Le bon repère reste la diversité. Fruits rouges, légumes à feuilles, légumes secs, tomates, agrumes, courges et légumes racines apportent des fibres, des vitamines et des milliers de composés végétaux.
La régularité compte davantage qu’un aliment isolé
Une assiette riche en végétaux ne se résume pas à la carotte ou au jus de tomate. Les aliments entiers apportent aussi de l’eau et des fibres, absentes ou réduites dans de nombreuses boissons transformées.
Associer des légumes cuits à un peu d’huile peut améliorer l’absorption de certains caroténoïdes. La cuisson des tomates, par exemple, modifie la disponibilité du lycopène. Cela ne donne pas une recette universelle, mais rappelle que la préparation compte.
Une recherche publiée dans le Journal of Medical Internet Research rappelle que les pigments caroténoïdes peuvent influencer les tons rouges et jaunes de la peau. Elle décrit aussi la perception de ces changements liés aux végétaux chez les personnes interrogées.
Quand un changement de couleur doit conduire à consulter
Une teinte légèrement plus chaude après plusieurs semaines d’alimentation riche en fruits et légumes n’a rien de préoccupant. En revanche, un jaunissement soudain du blanc des yeux, de la peau ou des urines foncées mérite un avis médical rapide.
Ce signe peut évoquer une jaunisse, liée à une accumulation de bilirubine. Il n’a pas le même mécanisme que la coloration liée aux caroténoïdes alimentaires.
Caroténodermie et jaunisse ne se confondent pas
Une consommation très importante d’aliments riches en bêta-carotène peut parfois entraîner une coloration jaune-orangée des paumes ou des plantes des pieds. Le blanc des yeux reste habituellement normal.
La jaunisse touche souvent aussi les yeux. Elle peut s’accompagner de fatigue, de douleur abdominale, de démangeaisons ou d’une perte d’appétit. Aucun régime ne doit retarder une consultation face à ces symptômes.

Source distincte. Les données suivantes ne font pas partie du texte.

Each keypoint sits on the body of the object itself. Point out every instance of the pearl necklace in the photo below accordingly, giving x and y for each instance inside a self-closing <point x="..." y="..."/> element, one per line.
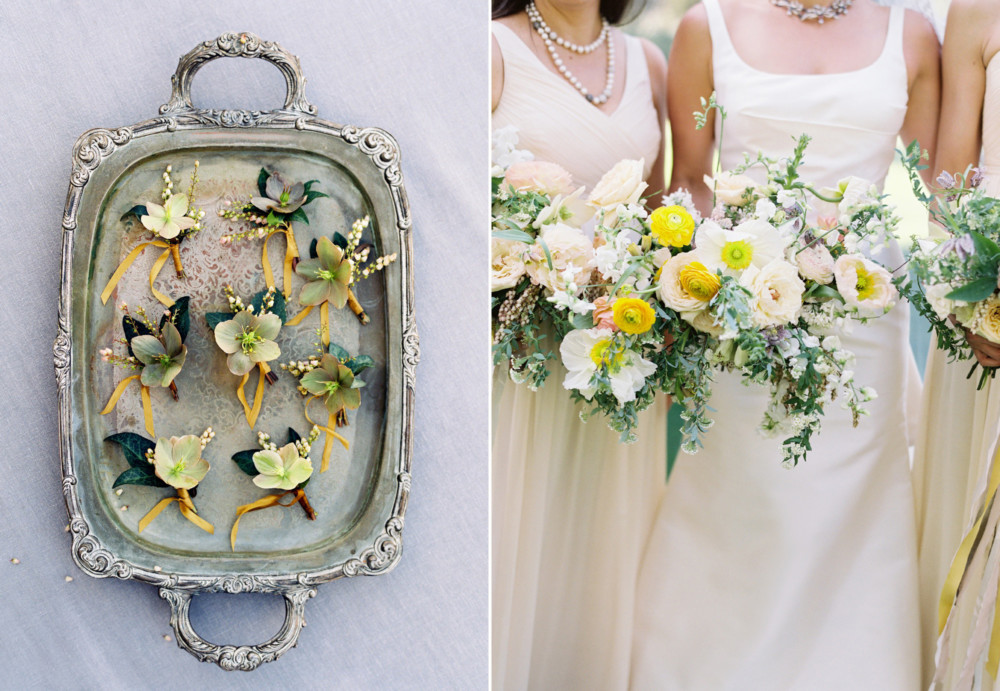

La prévention repose moins sur l’observation du teint que sur des habitudes simples : des végétaux variés, une exposition solaire raisonnable, l’arrêt du tabac et un suivi médical lorsque la couleur de peau change sans explication.
En quelques mots
La peau peut retenir une partie des pigments apportés par les fruits et légumes. Les mesures de jaunissement cutané donnent aux chercheurs un indice intéressant sur les apports en caroténoïdes.
Cet indice reste imparfait. La carnation, le soleil, la masse grasse et les habitudes de vie modifient aussi le résultat.
Manger des végétaux variés protège la santé sur le long terme. Le miroir, lui, ne remplace jamais l’examen médical.